Nope since no RK3399 device can ‘boot from NVMe’ since this SoC has no boot support for PCIe at all. The only possibilities are to boot from SD card, eMMC or (non existing) SPI NOR flash. And even then it’s technically still not booting from NVMe but instead loading a patched u-boot from the supported boot media which can then in turn load the kernel from wherever it is. Radxa guys claim to provide this with RockPi 4 starting with V1.4: https://www.cnx-software.com/2019/10/08/ecopi-starter-cute-mini-pc-kit-rockpi-4b-sbc-m2-nvme-ssd/#comment-567004
The SPI NOR flash then kind of acts like a BIOS on x86 providing driver support to load the OS from unsupported media.
In Armbian I added NVMe capabilities to ‘nand-sata-install’ last year but this is still booting from either SD card or eMMC on such a NanoPi (in absence of SPI NOR flash) which means both u-boot and kernel have to reside on traditional boot media but just the rootfs is then located on an NVMe attached SSD.
What a pity: NVMe and SBC look “made for each other”: both small, low power consumption, not too expensive.
See RockPi 4 (V 1.4 or above) with an NVMe capable u-boot in its SPI NOR flash. That’s all it needs.
I run sbc-benc on the NanoPi M4 v2 using an armbian build with “default” kernel (from nanopi-m4v2-u-boot-v2019.10-ddr-miniloader branch which uses updated blobs from rockchip): results are quite simitar to those ones of the review:
Memory performance (big.LITTLE cores measured individually):
memcpy: 1351.5 MB/s (0.4%)
memset: 4803.8 MB/s (0.3%)
memcpy: 2648.2 MB/s
memset: 4871.5 MB/s (0.9%)
While:
pask@nanopim4v2:~/sbc-bench$ zcat /proc/config.gz |grep HZ
CONFIG_NO_HZ_COMMON=y
# CONFIG_HZ_PERIODIC is not set
CONFIG_NO_HZ_IDLE=y
# CONFIG_NO_HZ_FULL is not set
CONFIG_NO_HZ=y
# CONFIG_HZ_100 is not set
CONFIG_HZ_250=y
# CONFIG_HZ_300 is not set
# CONFIG_HZ_1000 is not set
CONFIG_HZ=250
I guess NicoD’s hypothesis is right: sadly lpddr4 chips used fy friendlyelec on the m4v2 are worse then the ddr3 ones used on the previous version of this board.
Or perhaps the rk3399 doesn’t work well with lpddr4 memory.
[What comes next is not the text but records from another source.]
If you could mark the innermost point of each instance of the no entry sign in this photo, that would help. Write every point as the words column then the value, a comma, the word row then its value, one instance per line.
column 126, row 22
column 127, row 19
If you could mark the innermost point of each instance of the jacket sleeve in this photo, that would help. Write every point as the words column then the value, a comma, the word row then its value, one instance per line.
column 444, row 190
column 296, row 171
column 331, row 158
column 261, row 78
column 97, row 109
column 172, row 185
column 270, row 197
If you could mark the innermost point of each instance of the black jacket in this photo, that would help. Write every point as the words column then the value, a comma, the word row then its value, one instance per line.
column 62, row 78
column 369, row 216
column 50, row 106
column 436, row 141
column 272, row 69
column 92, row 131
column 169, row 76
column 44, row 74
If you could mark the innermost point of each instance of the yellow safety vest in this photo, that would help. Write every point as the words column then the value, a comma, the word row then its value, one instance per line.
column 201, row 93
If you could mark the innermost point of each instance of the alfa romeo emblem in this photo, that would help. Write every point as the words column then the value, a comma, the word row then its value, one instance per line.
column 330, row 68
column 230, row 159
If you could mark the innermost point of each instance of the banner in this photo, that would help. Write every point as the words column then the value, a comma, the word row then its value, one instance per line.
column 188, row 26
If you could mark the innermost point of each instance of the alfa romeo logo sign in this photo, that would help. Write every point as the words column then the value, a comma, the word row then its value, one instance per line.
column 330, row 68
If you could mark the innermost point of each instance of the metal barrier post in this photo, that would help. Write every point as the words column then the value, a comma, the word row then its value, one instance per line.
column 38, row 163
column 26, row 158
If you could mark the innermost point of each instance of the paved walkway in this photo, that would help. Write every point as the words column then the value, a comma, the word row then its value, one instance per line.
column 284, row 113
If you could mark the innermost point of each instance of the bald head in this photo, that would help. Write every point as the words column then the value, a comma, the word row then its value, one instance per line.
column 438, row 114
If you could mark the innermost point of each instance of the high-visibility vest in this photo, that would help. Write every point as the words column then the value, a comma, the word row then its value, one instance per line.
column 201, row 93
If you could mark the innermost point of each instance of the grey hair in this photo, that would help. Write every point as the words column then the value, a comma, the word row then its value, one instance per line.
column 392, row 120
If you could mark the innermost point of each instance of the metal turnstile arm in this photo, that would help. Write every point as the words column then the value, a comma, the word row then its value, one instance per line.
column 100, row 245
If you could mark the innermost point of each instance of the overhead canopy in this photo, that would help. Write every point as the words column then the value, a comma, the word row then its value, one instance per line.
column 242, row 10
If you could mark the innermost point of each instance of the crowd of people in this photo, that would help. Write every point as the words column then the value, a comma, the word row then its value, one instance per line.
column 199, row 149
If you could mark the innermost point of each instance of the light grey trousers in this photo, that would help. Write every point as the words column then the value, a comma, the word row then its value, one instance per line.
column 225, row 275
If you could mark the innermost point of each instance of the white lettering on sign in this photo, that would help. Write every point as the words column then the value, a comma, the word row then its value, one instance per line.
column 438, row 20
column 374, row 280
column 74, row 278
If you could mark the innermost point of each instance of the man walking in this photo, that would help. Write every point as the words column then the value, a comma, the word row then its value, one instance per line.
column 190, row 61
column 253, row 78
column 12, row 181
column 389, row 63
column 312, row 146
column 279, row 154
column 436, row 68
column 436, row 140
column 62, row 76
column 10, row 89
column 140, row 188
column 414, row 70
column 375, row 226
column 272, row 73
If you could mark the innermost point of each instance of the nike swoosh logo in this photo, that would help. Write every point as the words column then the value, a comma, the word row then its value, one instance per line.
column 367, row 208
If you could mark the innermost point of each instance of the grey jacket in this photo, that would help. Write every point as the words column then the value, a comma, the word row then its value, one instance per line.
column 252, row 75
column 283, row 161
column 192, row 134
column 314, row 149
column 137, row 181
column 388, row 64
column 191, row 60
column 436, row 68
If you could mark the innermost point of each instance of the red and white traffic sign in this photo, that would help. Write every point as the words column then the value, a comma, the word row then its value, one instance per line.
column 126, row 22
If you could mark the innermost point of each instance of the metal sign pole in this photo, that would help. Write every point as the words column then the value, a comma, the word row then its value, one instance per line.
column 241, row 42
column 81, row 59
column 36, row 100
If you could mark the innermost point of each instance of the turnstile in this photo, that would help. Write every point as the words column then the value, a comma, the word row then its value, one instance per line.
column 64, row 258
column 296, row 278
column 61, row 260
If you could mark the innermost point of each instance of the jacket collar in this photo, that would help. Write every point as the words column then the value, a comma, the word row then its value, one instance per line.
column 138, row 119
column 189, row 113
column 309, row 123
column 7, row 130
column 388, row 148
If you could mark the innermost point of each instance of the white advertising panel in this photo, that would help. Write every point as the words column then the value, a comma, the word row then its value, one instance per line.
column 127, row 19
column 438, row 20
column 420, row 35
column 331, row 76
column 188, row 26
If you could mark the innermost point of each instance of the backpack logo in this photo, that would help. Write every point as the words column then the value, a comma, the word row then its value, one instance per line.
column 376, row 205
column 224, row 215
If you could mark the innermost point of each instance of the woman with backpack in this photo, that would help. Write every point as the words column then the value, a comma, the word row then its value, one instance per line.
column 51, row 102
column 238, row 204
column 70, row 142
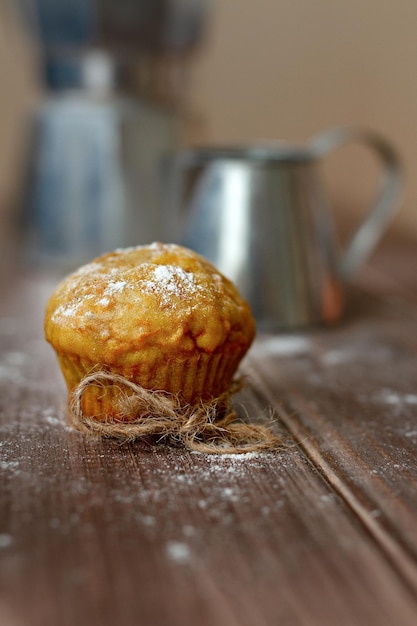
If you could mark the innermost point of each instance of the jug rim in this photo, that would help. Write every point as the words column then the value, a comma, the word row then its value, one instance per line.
column 269, row 152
Would be interesting compare those results with the rockpi4’s ones.
Full results here: http://ix.io/22Oj
> lpddr4 chips used fy friendlyelec on the m4v2 are worse then the ddr3 ones used on the previous version of this board
Why do you think about hardware differences when you use a closed source piece of software that initializes memory and therefore determines its performance?